Description
I have been thinking what makes an expression computable in a remote engine and to be reassembled in the root engine. I think the following might be a sound algorithm that enables us to push down even more expressions.
Problem
Assume we have remote engines that are partitioned by a label P
. Imagine an expression like topk(10, sum by (P, instance) (X))
and assume that instance
is a high-cardinality label. In the current implementation we would have to evaluate sum by (P, instance) (X)
remotely and fetch all values of instance into the root engine to compute the surrounding topk
even though we would not need most of them, clearly we can evaluate topk
per engine and only coalesce the top 10 values for the inner expression since we dont have any overlap. But the algorithm right now doesnt know that.
Observation
Imagine we are traversing the AST of a PromQL expression from the bottom up. Assume we have expression nodes P and C, where P is the parent of node C. If the expression at node C still has its original P
label I want to conjecture that we can evaluate C in the remote engines and how we coalesce in the root engine depends on the parent node P. If P is nil and we are at the root we just join the series together, if its an aggregation we do the aggregation in the root engine, etc.

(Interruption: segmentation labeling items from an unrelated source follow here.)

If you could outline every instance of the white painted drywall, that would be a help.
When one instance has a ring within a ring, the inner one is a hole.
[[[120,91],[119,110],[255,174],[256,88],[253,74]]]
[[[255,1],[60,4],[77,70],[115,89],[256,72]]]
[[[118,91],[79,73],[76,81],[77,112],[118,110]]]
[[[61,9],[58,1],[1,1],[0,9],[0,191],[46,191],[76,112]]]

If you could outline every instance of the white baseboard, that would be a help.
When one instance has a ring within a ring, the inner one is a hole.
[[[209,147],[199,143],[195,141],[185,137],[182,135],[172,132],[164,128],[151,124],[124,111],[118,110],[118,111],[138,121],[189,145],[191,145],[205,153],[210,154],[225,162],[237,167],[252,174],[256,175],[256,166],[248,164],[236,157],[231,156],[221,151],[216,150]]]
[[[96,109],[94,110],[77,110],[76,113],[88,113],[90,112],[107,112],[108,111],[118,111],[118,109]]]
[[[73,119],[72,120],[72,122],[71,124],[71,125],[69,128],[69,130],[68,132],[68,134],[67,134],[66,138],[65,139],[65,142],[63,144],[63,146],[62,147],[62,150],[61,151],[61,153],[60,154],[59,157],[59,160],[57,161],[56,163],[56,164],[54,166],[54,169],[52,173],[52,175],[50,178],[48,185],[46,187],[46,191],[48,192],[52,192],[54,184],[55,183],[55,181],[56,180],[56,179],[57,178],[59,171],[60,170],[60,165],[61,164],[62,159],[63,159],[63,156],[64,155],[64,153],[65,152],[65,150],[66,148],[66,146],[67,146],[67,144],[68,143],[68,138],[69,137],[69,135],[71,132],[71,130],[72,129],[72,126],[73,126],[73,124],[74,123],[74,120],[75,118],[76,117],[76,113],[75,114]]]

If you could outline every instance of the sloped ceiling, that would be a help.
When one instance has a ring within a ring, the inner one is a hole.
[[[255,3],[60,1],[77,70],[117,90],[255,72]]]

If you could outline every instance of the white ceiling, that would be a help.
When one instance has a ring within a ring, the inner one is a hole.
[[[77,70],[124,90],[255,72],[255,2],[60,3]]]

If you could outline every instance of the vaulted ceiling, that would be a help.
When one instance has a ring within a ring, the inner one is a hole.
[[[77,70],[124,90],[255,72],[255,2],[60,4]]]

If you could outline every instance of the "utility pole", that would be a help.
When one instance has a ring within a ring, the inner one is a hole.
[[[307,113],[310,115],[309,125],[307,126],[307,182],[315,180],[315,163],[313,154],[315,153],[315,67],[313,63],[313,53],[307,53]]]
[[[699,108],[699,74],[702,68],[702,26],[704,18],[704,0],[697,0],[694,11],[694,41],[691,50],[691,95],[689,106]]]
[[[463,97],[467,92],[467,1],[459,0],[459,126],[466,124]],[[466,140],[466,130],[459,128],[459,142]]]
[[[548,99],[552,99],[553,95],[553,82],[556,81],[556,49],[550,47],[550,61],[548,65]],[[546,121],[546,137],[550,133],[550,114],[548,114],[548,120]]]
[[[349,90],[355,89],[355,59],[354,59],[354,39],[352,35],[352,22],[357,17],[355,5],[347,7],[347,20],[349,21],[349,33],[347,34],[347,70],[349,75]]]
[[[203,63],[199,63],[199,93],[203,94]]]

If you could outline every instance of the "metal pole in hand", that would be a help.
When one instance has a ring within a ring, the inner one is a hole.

What is meant with the heuristic that expression node C is having the original P
label still? I think we can define this recursively. In the base case we are at a vector selector, by definition it will have P
(disregarding constant expressions and absent functions right now). If we are a node that has children and all children have the P
label still then we also have it if we are not a relabel_replace
function that overwrites it, if we are not aggregating it away (i.e. sum without(P) (X)
would lose P) or if we are not a binary expression that doesnt have P
in its matching labels (i.e. A * ignoring (P) B
would lose P). In all other cases unless im forgetting something we should still have the partition label P and should be computable in a remote engine.
Suggestion
We rewrite the distribution algorithm by checking recursively if we keep the partition labels P
, if so we traverse up until we cannot anymore. Once a parent P would lose the label we stop recursion and evaluate the expression henceforth in the root engine, we coalesce depending on the parent node P.
Is there anything obiously wrong with this approach?
Edit: this should also hold if P
is multiple labels that form a logical partition of remote engines.